Android Email Extraction to .eml

Sometimes the Android ecosystem is a little lacking with tool support; for instance I needed to extract a set of sent items from a POP3 mailbox – the stock mail client only allows you to perform 3 actions: delete, mark as unread or favourite.

Armed with the Android SDK, some SQL queries and a Groovy script we’ll see how it’s possible to recover email to RFC822 .eml files.

Email storage

The stock com.android.email client stores message headers and their bodies in two sqlite databases and the AttachmentProvider stores attachments on disk.

The source code is available from https://android.googlesource.com/platform/packages/apps/Email – in this case it was for a Samsung phone running 4.1.2 so I checked out the jb-mr0-release branch to inspect the code when required.

Backup with ADB

ADB is the Android Debug Bridge, a debugging tool that is part of the Android SDK platform tools.
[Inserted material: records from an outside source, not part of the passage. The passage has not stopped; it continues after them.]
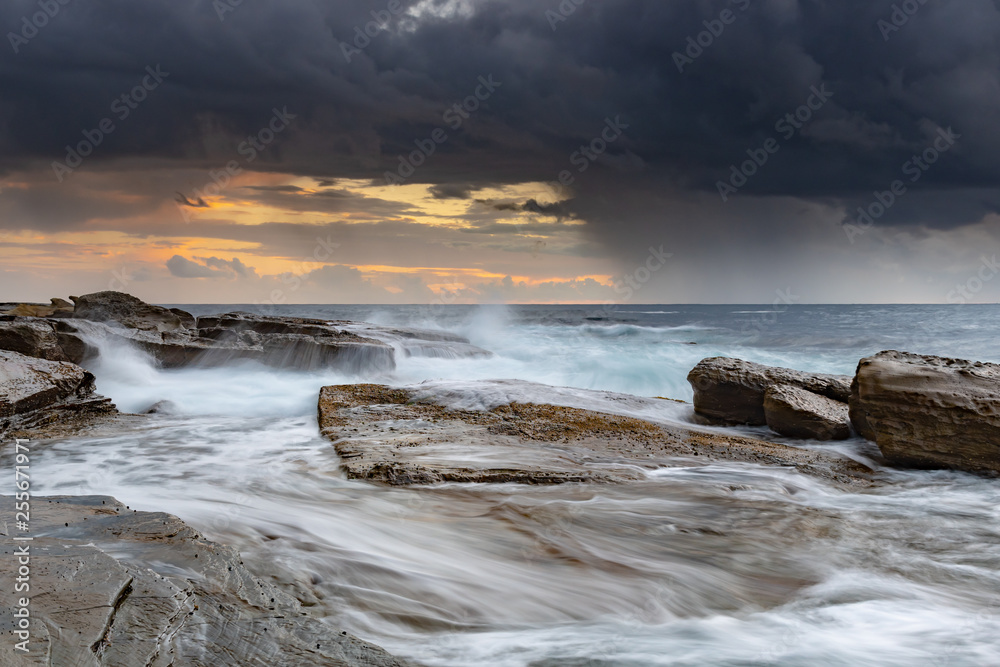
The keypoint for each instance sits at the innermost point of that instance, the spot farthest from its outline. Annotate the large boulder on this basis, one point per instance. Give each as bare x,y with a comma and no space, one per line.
28,385
797,413
113,586
931,412
128,311
731,391
44,339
Executing ‘adb usb‘ (re)starts the adbd daemon listening to USB connections.

The next step is to select Developer options from the System section of the settings list (Figure 1) and then enable USB debugging on the device (Figure 2).

Figure 1 - System settings

Figure 1 – System settings

Figure 2 - Developer options

Figure 2 – Developer options

Then connect to the device using a USB cable and execute ‘adb backup -f mybackup.ab -all‘ (you can also be more selective with the package you want, e.g. ‘adb backup -f mybackup.ab com.android.email‘). ADB will prompt you to unlock the phone and permit the backup to proceed.

Inflating the backup

An Android backup is a Zlib deflated tar file – thanks to http://nelenkov.blogspot.jp/2012/06/unpacking-android-backups.html for the hint that it can be reinflated with the following command:
dd if=mybackup.ab bs=24 skip=1|openssl zlib -d > mybackup.tar

Note that the install of openssl I had on OSX wasn’t compiled with zlib support, so I ran this through an Ubuntu Vagrant VM to inflate the tar file.

Examining the backup

Unpacking the tar file will give you a folder structure as shown in Figure 3; in this case the sqlite databases are in db and photo attachments taken with the phone are in f.

Figure 3 - Expanded tar

Figure 3 – Expanded tar

Exploring the databases

Sqlitebrowser is a good tool for browsing sqlite database and features in the following screenshots.
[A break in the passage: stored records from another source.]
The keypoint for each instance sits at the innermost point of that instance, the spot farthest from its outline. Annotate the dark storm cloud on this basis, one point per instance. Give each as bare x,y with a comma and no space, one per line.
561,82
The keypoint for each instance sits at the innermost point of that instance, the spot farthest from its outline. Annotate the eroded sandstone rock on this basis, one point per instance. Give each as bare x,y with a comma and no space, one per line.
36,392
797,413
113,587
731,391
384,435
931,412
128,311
The current script restricts the messages processed to a single mailbox for one account. To determine the mailboxKey requires locating the target account from the Account table (Figure 4) and then isolating the desired mailbox for that account within the Mailbox table (Figure 5).

Figure 4 - Account table structure

Figure 4 – Account table structure

Figure 5 - Mailbox table structure

Figure 5 – Mailbox table structure

You can browse the data or execute the following query to get a list of mailboxes and their corresponding accounts:

SELECT a.displayName as accountName, m._id as mailboxKey, m.displayName as mailboxName
FROM Account a, Mailbox m
WHERE m.accountKey = a._id

If you don’t want to limit the extraction to a single mailbox or account then you can remove the WHERE clause from the first SELECT query.

Email Extraction

Being comfortable with the RFC822 specs & JavaMail (I built an IMAP extension for Alfresco in 2006), I decided it would be easier to reconstruct a MimeMessage using SQL & Groovy than attempt to adapt the Android source code to run off the device or build a custom app to run in the emulator.

Shortcomings

As a first cut that was good enough for my purposes, there are a few deficiencies:
1. It is set to default the Sender field rather than converting the value of Message.fromList and using the addFrom method
2. Addresses only use the address rather than the label
3. The body handling only uses plain text rather than alternative multiparts
4. Body.textReply is separated from the Body.textContent with a separator line of 25 dashes; it does not attempt to reconstruct the header information of the preceding message in the thread
5. The script does not handle attachments – this was a conscious decision as whilst the camera photos were in com.android.email/f, the other ‘RAW’ attachments were not in com.android.email/1.db_att/ as per the javadoc of the AttachmentProvider class

As an initial hint, to reconstruct the attachments you would need to use MimeMultipart, create the MimeBodyPart objects starting with a query like:
"""SELECT fileName, mimeType, size, contentId, contentUri, encoding
FROM Attachment
WHERE messageKey = ${msgKey}"""

Addresses

The script provides one utility method to convert a String-ified list where records are separated by the SOH character (ASCII 1) and email addresses and their corresponding display name are separated by the STX (ASCII 2) character.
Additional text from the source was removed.